Don Hogsett, January 2, 2006

Matthews, N.C. — Even though sales climbed higher at a double-digit pace, first fiscal quarter profits at Family Dollar Stores Inc. dropped off by slightly more than five percent, hobbled by rising costs and higher interest expense.

Profits at the low-cost neighborhood retailer slipped by 5.6 percent for the period, to $51.4 million from $54.4 million, hit by the cost of installing refrigerated coolers in 400 stores and adding new merchandising programs.

Fueled by new store openings, sales improved by 9.5 percent, to $1.5 billion from $1.4 billion, while same-store sales improved by 3.0 percent.

Hardlines continued to drive the top line, growing by 4.2 percent on a same-store basis. But acting as a drag, softlines declined by 1.6 percent in same-store sales.

Putting a dent in the bottom line, operating costs climbed by 90 basis points, or nine-tenths of a percentage point, to 28.1 percent of sales from 27.2 percent a year ago. Measured in raw dollars, costs jumped up at a faster pace than sales, rising by 13.2 percent, to $425.3 million from $375.7 million.

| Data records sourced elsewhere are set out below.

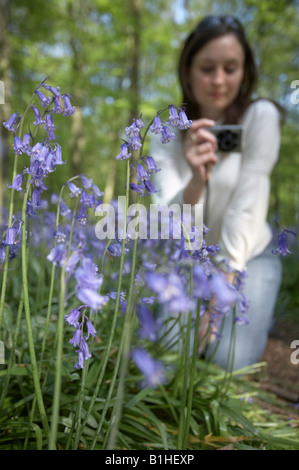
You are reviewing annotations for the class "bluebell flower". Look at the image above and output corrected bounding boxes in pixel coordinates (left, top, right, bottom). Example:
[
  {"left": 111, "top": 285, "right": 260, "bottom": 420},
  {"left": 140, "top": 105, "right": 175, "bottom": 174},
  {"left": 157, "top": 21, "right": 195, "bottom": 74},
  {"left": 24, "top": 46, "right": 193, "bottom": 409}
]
[
  {"left": 131, "top": 348, "right": 166, "bottom": 388},
  {"left": 80, "top": 175, "right": 93, "bottom": 189},
  {"left": 136, "top": 163, "right": 150, "bottom": 181},
  {"left": 76, "top": 204, "right": 88, "bottom": 226},
  {"left": 31, "top": 104, "right": 46, "bottom": 126},
  {"left": 115, "top": 141, "right": 132, "bottom": 160},
  {"left": 143, "top": 180, "right": 160, "bottom": 195},
  {"left": 149, "top": 113, "right": 163, "bottom": 134},
  {"left": 51, "top": 96, "right": 64, "bottom": 114},
  {"left": 129, "top": 183, "right": 145, "bottom": 196},
  {"left": 59, "top": 199, "right": 71, "bottom": 217},
  {"left": 63, "top": 94, "right": 76, "bottom": 116},
  {"left": 64, "top": 308, "right": 81, "bottom": 328},
  {"left": 74, "top": 349, "right": 84, "bottom": 369},
  {"left": 92, "top": 183, "right": 104, "bottom": 198},
  {"left": 3, "top": 113, "right": 22, "bottom": 132},
  {"left": 129, "top": 134, "right": 142, "bottom": 151},
  {"left": 85, "top": 318, "right": 97, "bottom": 340},
  {"left": 44, "top": 113, "right": 57, "bottom": 131},
  {"left": 54, "top": 144, "right": 66, "bottom": 165},
  {"left": 42, "top": 83, "right": 60, "bottom": 98},
  {"left": 144, "top": 157, "right": 161, "bottom": 173},
  {"left": 13, "top": 136, "right": 25, "bottom": 155},
  {"left": 178, "top": 109, "right": 192, "bottom": 130},
  {"left": 160, "top": 126, "right": 176, "bottom": 144},
  {"left": 167, "top": 105, "right": 180, "bottom": 127},
  {"left": 68, "top": 182, "right": 82, "bottom": 197},
  {"left": 272, "top": 228, "right": 297, "bottom": 256},
  {"left": 125, "top": 121, "right": 140, "bottom": 137},
  {"left": 35, "top": 90, "right": 52, "bottom": 108},
  {"left": 43, "top": 151, "right": 56, "bottom": 174},
  {"left": 4, "top": 227, "right": 18, "bottom": 246},
  {"left": 7, "top": 174, "right": 25, "bottom": 193},
  {"left": 69, "top": 325, "right": 83, "bottom": 346},
  {"left": 23, "top": 133, "right": 31, "bottom": 155}
]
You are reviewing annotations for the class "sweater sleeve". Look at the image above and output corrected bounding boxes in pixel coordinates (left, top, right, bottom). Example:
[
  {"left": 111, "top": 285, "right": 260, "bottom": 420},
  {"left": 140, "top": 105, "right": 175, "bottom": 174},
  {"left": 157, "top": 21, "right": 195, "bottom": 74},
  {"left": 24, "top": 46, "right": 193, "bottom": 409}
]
[
  {"left": 150, "top": 134, "right": 191, "bottom": 205},
  {"left": 216, "top": 100, "right": 281, "bottom": 270}
]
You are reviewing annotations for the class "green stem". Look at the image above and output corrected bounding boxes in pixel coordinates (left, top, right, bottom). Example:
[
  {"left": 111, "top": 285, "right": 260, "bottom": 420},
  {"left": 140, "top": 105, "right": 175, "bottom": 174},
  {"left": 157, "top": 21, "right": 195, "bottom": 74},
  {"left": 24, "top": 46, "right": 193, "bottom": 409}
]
[
  {"left": 104, "top": 196, "right": 139, "bottom": 450},
  {"left": 21, "top": 180, "right": 49, "bottom": 436},
  {"left": 80, "top": 161, "right": 130, "bottom": 447},
  {"left": 48, "top": 267, "right": 65, "bottom": 450},
  {"left": 183, "top": 300, "right": 200, "bottom": 449}
]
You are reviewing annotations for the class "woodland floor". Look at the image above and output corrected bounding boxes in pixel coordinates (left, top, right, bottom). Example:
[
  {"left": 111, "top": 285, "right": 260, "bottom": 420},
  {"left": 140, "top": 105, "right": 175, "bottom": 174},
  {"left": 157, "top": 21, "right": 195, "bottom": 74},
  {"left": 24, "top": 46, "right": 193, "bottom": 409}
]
[{"left": 261, "top": 320, "right": 299, "bottom": 416}]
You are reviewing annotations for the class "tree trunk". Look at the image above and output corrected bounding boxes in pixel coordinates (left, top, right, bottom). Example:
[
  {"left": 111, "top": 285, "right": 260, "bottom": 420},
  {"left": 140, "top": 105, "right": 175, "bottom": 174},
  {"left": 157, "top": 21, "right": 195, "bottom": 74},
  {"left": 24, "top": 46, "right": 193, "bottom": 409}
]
[{"left": 0, "top": 0, "right": 11, "bottom": 223}]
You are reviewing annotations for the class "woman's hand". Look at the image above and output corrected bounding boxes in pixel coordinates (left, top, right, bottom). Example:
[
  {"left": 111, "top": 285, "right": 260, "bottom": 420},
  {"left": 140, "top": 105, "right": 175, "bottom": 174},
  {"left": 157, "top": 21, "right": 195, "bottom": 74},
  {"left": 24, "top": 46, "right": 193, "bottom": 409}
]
[
  {"left": 184, "top": 119, "right": 218, "bottom": 204},
  {"left": 184, "top": 119, "right": 218, "bottom": 185}
]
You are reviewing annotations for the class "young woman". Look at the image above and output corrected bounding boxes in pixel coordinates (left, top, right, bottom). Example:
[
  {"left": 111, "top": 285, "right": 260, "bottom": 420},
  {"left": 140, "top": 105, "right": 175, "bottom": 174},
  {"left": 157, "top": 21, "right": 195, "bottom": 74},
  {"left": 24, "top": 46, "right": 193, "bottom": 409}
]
[{"left": 151, "top": 16, "right": 281, "bottom": 369}]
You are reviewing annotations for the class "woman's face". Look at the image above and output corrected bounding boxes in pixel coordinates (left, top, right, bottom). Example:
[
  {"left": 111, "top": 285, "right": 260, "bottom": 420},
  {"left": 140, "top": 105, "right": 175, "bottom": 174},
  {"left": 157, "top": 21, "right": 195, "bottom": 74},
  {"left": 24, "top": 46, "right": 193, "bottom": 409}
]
[{"left": 189, "top": 34, "right": 245, "bottom": 120}]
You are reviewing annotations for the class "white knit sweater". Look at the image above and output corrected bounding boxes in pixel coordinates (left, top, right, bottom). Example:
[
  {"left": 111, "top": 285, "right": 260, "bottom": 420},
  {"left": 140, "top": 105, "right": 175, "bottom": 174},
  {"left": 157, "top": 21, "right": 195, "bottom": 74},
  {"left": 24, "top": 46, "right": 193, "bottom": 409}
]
[{"left": 150, "top": 99, "right": 281, "bottom": 270}]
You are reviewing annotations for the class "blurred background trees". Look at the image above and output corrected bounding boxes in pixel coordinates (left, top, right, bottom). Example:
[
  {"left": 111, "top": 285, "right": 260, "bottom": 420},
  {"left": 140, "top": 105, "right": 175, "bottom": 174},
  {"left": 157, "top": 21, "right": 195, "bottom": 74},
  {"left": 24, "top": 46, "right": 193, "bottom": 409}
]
[{"left": 0, "top": 0, "right": 299, "bottom": 226}]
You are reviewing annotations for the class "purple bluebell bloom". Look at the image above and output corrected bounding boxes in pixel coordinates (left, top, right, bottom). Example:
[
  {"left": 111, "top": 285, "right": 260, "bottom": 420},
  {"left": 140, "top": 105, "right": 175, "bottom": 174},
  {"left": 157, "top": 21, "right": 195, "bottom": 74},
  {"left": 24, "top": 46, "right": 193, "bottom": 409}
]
[
  {"left": 23, "top": 133, "right": 31, "bottom": 155},
  {"left": 3, "top": 113, "right": 22, "bottom": 132},
  {"left": 85, "top": 318, "right": 97, "bottom": 340},
  {"left": 149, "top": 113, "right": 163, "bottom": 134},
  {"left": 131, "top": 348, "right": 166, "bottom": 388},
  {"left": 76, "top": 204, "right": 88, "bottom": 226},
  {"left": 44, "top": 113, "right": 57, "bottom": 131},
  {"left": 43, "top": 83, "right": 60, "bottom": 98},
  {"left": 4, "top": 227, "right": 17, "bottom": 246},
  {"left": 69, "top": 325, "right": 83, "bottom": 346},
  {"left": 129, "top": 183, "right": 145, "bottom": 196},
  {"left": 59, "top": 199, "right": 71, "bottom": 217},
  {"left": 272, "top": 228, "right": 297, "bottom": 256},
  {"left": 64, "top": 308, "right": 81, "bottom": 328},
  {"left": 143, "top": 180, "right": 160, "bottom": 194},
  {"left": 167, "top": 104, "right": 180, "bottom": 127},
  {"left": 13, "top": 136, "right": 25, "bottom": 155},
  {"left": 54, "top": 144, "right": 66, "bottom": 165},
  {"left": 74, "top": 349, "right": 84, "bottom": 369},
  {"left": 129, "top": 134, "right": 142, "bottom": 151},
  {"left": 178, "top": 109, "right": 192, "bottom": 130},
  {"left": 31, "top": 104, "right": 46, "bottom": 126},
  {"left": 7, "top": 174, "right": 25, "bottom": 193},
  {"left": 92, "top": 183, "right": 104, "bottom": 198},
  {"left": 125, "top": 121, "right": 139, "bottom": 137},
  {"left": 136, "top": 163, "right": 150, "bottom": 181},
  {"left": 80, "top": 175, "right": 93, "bottom": 189},
  {"left": 35, "top": 90, "right": 52, "bottom": 108},
  {"left": 68, "top": 182, "right": 82, "bottom": 197},
  {"left": 115, "top": 141, "right": 132, "bottom": 160},
  {"left": 145, "top": 157, "right": 161, "bottom": 173},
  {"left": 51, "top": 96, "right": 64, "bottom": 114},
  {"left": 63, "top": 94, "right": 76, "bottom": 116},
  {"left": 160, "top": 126, "right": 176, "bottom": 144},
  {"left": 44, "top": 151, "right": 56, "bottom": 173}
]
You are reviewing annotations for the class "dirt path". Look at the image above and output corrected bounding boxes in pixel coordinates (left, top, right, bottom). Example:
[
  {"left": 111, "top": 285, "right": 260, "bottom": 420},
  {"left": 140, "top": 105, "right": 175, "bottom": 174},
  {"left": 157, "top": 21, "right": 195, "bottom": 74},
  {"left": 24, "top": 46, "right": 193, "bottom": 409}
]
[{"left": 262, "top": 321, "right": 299, "bottom": 406}]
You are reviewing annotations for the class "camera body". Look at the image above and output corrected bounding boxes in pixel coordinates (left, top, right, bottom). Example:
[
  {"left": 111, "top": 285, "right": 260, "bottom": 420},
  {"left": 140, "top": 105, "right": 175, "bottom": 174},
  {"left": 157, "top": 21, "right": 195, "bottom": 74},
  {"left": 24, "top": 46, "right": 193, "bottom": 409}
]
[{"left": 207, "top": 125, "right": 243, "bottom": 153}]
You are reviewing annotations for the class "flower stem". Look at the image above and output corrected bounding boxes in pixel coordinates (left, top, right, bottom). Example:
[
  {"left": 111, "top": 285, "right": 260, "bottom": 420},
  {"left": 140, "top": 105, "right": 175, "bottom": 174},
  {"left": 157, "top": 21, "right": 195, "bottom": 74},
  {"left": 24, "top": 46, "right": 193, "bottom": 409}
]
[{"left": 21, "top": 180, "right": 49, "bottom": 437}]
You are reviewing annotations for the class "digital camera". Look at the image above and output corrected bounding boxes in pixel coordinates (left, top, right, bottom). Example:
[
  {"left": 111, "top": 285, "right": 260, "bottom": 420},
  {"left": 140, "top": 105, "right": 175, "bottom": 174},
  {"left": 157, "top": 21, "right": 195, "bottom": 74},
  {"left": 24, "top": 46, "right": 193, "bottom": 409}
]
[{"left": 207, "top": 125, "right": 243, "bottom": 152}]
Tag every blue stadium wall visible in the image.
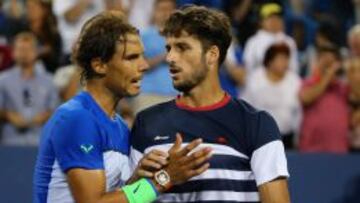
[0,147,360,203]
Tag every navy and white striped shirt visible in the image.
[130,96,289,203]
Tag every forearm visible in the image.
[89,190,129,203]
[259,178,290,203]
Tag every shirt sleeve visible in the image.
[51,111,104,172]
[46,84,60,110]
[250,111,289,186]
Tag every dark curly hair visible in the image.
[73,11,139,81]
[161,5,231,65]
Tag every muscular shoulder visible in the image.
[137,100,174,120]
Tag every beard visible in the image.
[173,57,209,92]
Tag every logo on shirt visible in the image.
[80,144,94,154]
[154,135,170,141]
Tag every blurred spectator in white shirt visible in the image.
[244,3,299,76]
[243,43,301,149]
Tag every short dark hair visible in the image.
[161,5,231,65]
[263,43,290,68]
[73,11,139,80]
[13,31,38,46]
[316,45,341,59]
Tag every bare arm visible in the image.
[259,178,290,203]
[67,137,211,203]
[64,0,92,23]
[300,64,340,106]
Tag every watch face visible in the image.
[155,170,170,186]
[159,173,168,182]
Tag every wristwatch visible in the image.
[154,169,171,190]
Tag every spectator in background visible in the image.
[302,21,341,76]
[0,33,58,145]
[243,43,301,149]
[299,46,349,153]
[132,0,177,112]
[244,3,299,74]
[53,0,106,65]
[219,40,246,98]
[26,0,62,73]
[346,58,360,152]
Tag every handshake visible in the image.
[128,133,212,193]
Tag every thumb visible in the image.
[169,133,182,152]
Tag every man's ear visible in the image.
[206,45,220,66]
[91,58,108,75]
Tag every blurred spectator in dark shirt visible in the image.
[243,43,301,149]
[26,0,61,73]
[299,46,349,153]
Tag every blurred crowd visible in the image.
[0,0,360,153]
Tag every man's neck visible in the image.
[85,81,121,118]
[178,73,225,107]
[21,65,35,79]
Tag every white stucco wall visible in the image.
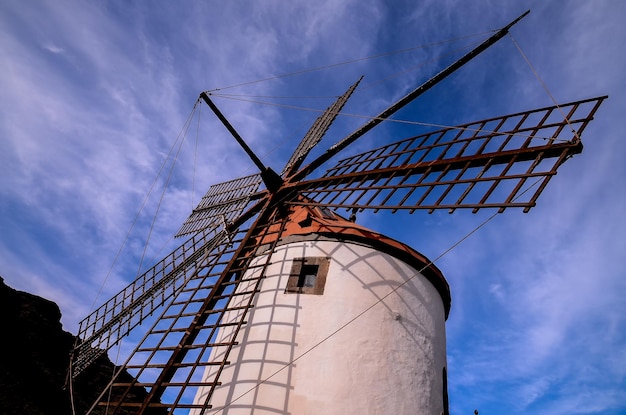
[193,240,446,415]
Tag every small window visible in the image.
[285,257,330,295]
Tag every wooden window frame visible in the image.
[285,257,330,295]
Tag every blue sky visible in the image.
[0,0,626,414]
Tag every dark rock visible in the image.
[0,277,165,415]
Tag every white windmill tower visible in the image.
[72,10,605,415]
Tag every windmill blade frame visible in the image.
[281,77,363,178]
[175,173,264,237]
[290,96,607,213]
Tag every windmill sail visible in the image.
[281,77,363,177]
[176,174,261,236]
[70,10,605,414]
[292,97,606,212]
[72,230,227,377]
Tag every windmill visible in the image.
[72,13,606,414]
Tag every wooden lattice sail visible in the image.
[72,10,606,414]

The rising costs more than offset a modest improvement in the gross margin rate, which widened by 20 basis points, or two-tenths of a percentage point, to 33.6 percent from 33.4 percent during the same period a year ago. Crimped by the higher costs, operating profits retreated by 2.0 percent, to $82.9 million from $84.6 million.

Putting profits under even more pressure, interest expense jumped during the period, to $1.2 million, compared with interest income of $524,000 a year ago. On the plus side, inventories were held in check, rising at a slower pace than sales. Stockpiles grew by 7.6 percent, to $1.1 billion, compared with the 9.5 percent increase in sales.